ANGPTL7 is expressed in high necrosis human triple-negative breast cancers and necrosis markers correlate with CTC dissemination in breast cancer patients. (A) ANGPTL7 RNA ISH performed on tumor sections from human breast PDX tumors transplanted into NSG mice. All tumor models were invasive ductal carcinomas and confirmed triple-negative for ER, PR, and HER2 on PDX tumor sections. Qupath detections shown. Turquoise: necrotic region, red: ANGPTL7-positive detections, pink: tumor border. (Insets) show raw ANGPTL7 RNA ISH in red. (Right) Bar graph comparing tumors with low necrosis (five sections from four models) and high necrosis (two sections from two models). High necrosis defined as >15% necrosis by area. P-value determined by unpaired t test. (B) Representative single CTC and CTC cluster from clinical vignette in SI Appendix, Fig. S6. EpCAM/pan-CK, epithelial cells; CD45, immune cells; SYTOX Orange, nucleic acid stain. (C) Overall survival according to CTC enumeration at baseline.
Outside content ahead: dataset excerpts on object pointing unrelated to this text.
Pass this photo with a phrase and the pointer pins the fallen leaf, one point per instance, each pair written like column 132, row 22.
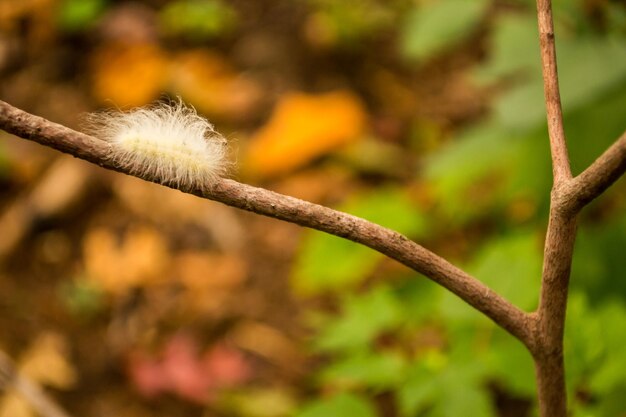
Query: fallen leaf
column 206, row 80
column 205, row 271
column 303, row 127
column 46, row 362
column 141, row 258
column 129, row 74
column 182, row 370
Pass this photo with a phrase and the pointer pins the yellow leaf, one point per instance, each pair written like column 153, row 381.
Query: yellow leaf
column 14, row 405
column 141, row 258
column 302, row 128
column 46, row 362
column 208, row 82
column 129, row 75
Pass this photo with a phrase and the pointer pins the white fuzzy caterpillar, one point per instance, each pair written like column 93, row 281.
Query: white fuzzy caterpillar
column 167, row 142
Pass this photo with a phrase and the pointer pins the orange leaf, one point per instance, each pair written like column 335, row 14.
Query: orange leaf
column 140, row 259
column 304, row 127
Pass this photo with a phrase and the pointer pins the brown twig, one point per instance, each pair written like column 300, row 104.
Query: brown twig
column 599, row 176
column 28, row 389
column 293, row 210
column 558, row 147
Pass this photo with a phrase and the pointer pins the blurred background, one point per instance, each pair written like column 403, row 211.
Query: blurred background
column 130, row 299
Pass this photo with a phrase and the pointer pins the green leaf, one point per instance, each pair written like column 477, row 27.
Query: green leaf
column 511, row 365
column 589, row 66
column 468, row 175
column 511, row 266
column 456, row 389
column 363, row 318
column 200, row 19
column 436, row 25
column 338, row 406
column 377, row 370
column 328, row 262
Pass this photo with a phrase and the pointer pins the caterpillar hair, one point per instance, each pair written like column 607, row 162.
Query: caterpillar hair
column 168, row 142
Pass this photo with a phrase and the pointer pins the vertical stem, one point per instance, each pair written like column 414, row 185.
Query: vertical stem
column 548, row 352
column 559, row 245
column 558, row 147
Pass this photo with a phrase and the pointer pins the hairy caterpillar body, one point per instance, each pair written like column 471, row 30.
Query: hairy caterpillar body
column 169, row 143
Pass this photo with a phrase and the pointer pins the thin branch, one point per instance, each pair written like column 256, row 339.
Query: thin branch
column 28, row 389
column 558, row 147
column 271, row 204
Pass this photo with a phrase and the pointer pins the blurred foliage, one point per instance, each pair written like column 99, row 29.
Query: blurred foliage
column 426, row 117
column 437, row 25
column 76, row 15
column 198, row 19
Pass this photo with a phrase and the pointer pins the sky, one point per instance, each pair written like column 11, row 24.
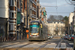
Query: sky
column 57, row 7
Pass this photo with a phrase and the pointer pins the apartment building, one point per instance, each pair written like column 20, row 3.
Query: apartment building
column 12, row 18
column 4, row 15
column 43, row 14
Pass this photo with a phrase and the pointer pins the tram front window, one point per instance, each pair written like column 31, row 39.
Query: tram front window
column 34, row 28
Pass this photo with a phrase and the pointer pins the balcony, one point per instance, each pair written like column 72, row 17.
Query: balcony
column 32, row 8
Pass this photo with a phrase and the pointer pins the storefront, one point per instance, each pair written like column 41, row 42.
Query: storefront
column 3, row 29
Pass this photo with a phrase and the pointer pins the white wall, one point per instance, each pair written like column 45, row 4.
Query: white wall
column 4, row 13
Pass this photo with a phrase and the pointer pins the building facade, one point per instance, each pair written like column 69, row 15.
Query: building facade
column 4, row 16
column 71, row 23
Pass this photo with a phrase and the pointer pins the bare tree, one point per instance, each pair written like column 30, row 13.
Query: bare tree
column 56, row 30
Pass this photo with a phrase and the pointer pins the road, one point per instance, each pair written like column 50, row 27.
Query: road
column 50, row 43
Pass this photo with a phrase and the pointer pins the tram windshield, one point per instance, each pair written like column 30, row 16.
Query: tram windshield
column 34, row 28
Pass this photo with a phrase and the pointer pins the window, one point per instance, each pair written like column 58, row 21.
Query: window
column 12, row 14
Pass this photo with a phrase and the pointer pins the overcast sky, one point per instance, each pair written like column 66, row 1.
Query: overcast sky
column 63, row 7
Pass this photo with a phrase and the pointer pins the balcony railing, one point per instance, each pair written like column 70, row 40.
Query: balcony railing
column 32, row 8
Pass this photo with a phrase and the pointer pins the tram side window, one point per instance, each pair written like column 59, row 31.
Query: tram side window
column 1, row 31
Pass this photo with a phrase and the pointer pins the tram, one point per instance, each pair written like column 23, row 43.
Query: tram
column 38, row 30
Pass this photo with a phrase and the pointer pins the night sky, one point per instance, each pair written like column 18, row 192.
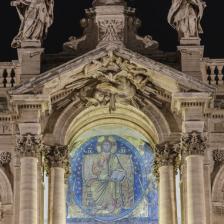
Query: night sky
column 153, row 14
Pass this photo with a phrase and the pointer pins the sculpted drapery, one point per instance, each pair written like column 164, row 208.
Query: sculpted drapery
column 185, row 16
column 36, row 17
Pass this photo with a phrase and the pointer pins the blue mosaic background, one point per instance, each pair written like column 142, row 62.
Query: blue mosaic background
column 144, row 184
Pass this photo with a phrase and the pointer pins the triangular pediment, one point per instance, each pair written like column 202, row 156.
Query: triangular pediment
column 111, row 71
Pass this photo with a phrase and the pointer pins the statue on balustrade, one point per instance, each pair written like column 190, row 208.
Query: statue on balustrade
column 36, row 17
column 185, row 16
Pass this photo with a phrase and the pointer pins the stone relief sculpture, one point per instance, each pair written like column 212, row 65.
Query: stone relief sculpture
column 185, row 16
column 36, row 17
column 109, row 81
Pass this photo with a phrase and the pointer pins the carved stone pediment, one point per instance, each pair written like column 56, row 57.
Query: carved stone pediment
column 110, row 75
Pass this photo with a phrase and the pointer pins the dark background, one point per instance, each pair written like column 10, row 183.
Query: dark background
column 153, row 14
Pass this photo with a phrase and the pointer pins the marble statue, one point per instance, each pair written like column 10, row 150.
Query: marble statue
column 185, row 16
column 36, row 17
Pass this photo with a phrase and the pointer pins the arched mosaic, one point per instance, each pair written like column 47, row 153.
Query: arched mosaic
column 112, row 181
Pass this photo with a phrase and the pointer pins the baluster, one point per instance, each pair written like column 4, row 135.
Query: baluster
column 222, row 74
column 5, row 75
column 208, row 71
column 216, row 72
column 12, row 74
column 213, row 75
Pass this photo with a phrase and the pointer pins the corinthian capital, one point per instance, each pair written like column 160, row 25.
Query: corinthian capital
column 29, row 145
column 56, row 156
column 5, row 158
column 193, row 143
column 166, row 155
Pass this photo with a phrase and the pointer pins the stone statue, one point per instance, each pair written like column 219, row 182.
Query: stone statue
column 36, row 17
column 185, row 16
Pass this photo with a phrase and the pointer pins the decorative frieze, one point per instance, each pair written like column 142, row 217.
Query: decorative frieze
column 29, row 145
column 111, row 29
column 5, row 158
column 193, row 143
column 56, row 156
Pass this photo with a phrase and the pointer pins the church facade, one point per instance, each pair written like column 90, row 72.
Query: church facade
column 111, row 129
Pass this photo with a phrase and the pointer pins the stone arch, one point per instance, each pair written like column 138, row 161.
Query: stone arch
column 6, row 194
column 152, row 124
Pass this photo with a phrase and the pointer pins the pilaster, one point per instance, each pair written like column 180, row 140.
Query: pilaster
column 56, row 159
column 28, row 147
column 193, row 150
column 30, row 56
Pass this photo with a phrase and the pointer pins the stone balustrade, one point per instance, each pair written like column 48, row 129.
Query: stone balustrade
column 213, row 71
column 9, row 74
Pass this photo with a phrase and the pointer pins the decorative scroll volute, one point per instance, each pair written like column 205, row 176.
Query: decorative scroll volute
column 5, row 158
column 193, row 143
column 29, row 145
column 57, row 156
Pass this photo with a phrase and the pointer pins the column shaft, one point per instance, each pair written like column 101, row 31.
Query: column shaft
column 28, row 190
column 167, row 196
column 58, row 205
column 195, row 190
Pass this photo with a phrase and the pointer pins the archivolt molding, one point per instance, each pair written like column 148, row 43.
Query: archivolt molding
column 73, row 122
Median overall survival reported in parentheses. NR = not reached. P-value determined by Mantel–Cox log-rank test. (D) Overall survival according to presence or absence of CTC-clusters. Landmark analysis from 2nd blood draw was performed. Median overall survival reported in parentheses. P-value determined by Mantel–Cox log-rank test. (E) Waterfall plot showing changes in CTC abundance between time points, sorted by magnitude. (F) Tandem-mass tag mass spectrometry of high vs. low-CTC samples. Volcano plot shows the 46 plasma proteins enriched in three high-CTC samples compared with 13 low CTC samples. Proteins with Q-values less than 10%. False discovery rate determined by two-stage set-up method by Benjamini, Krieger, and Yekutieli. (G) Metascape analysis of CTC-associated proteins reported by -log Q-value. (Right) Proteins with fold-enrichment that make up core enrichments for Cori cycle and 20S proteasome. *P <0.05, **P < 0.01, ***P < 0.001, and ****P < 0.0001.